4.5.08

Manual of Life - "Ohhh hec....Oh. Fuck." moments

Those instances when you realise that a situation that at first glance seemed just bad, is actually worse than you had assumed.

e.g. Realising that the glass-panelled back door of your house has not shattered after being slammed shut by a gust of wind, but is like that because you have been targetted for the purposes of hostile re-appropriation of goods.

Such moments are likely to cause a temporary heightened awareness of senses, often resulting in much sharp glancing at shadows, startling at sudden sounds, and three-hour sleep periods at night. They can also seriously put a cramp on your weekend.

15 comments:

Space Bar said...

what are weekends?

km said...

Oh bummer.

A break in? Call the cops yet?

Space Bar said...

see - i was trying hard to avoid noticing that this might be autobiographical...

lekhni said...

Scary. Very scary. Hope the door is fixed now?

??! said...

"what are weekends?"
Says the woman who's got time enough to spend summer re-reading her books.

KM:
We even had a forensic expert come around, with actual dusting of panes - and, crucially, the finding of prints. They were all "very pleased", and found the discovery "lovely".

Space:
The trick is to mix it all up, and keep 'em guessing. Heh.

lekhni:
Boarded up for now. New (completely wooden) door comes this week.

NightWatchmen said...

Ouch, not the good thing to go through. We hope things are at their appropriate places rather than re-appropriated to hostile locations.

??! said...

nightwatchmen:
A laptop. That's all they apparently had time to take off with. Still, could've been worse.

Puppy Manohar said...

Dear ??!,

How strange. This is the 3rd break-in story I am hearing in the past few weeks.

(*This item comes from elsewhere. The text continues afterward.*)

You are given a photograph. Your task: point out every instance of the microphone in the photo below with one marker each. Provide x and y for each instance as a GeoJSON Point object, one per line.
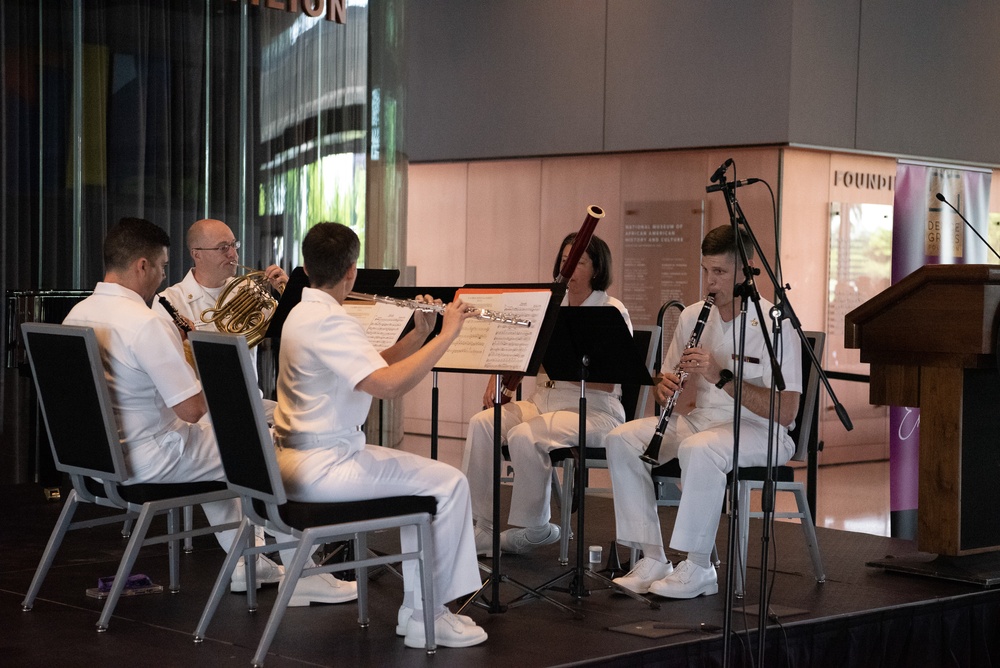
{"type": "Point", "coordinates": [721, 170]}
{"type": "Point", "coordinates": [735, 184]}
{"type": "Point", "coordinates": [941, 198]}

Glad to hear that you are well.

Regards,

Puppy Manohar

Tabula Rasa said...

ouch. how off-putting.

??! said...

Puppy:
Thank you. It's the second I'm hearing of - a vet surgery two doors down was broken into three days before I was.

TR:
Quite. However, I did get a call from the cops, and then Victims Support (!), to check on how I was holding up well. I looove the Brits.

Tabula Rasa said...

i have a friend who has a hilarious story about a briefcase of his getting stolen, and the brit fbi cross-questioning him, looking for fingerprints, and attempting to estimate the value of the contents of the briefcase (it was full of old photos).

??! said...

They do seem to be very keen about details - including my height(?) and date of birth.

lekhni said...

Uh, oh? Laptop? Hope it didn't contain any financial info?
See, I can be Job's comforter :(

Height and date of birth? Then of course, they asked you marital status and father's/husband's name? No, I guess that happens only in India..

??! said...

Lekhni:
Thankfully no details. But all passwords were immediately changed, to avoid smarty-hacker types from using old data.

Not really, strangely. Although I now know I'm classified as A1 (Asian Indian) by the Brits. Was tempted to do a very "Correct! Apun ekdum A1 maal hain, kya? Jhakaas!" routine on the poor PC, but he looked so little boyish, that I decided not to confuse him more.

Puppy Manohar said...

Dear ??!,

Thank you for that information. This goes into my Anonymous Blogger Information File.

Regards,

Puppy Manohar

1-800-NOPRIVACY
"I snoop. I'm a dog. You have a problem with that?"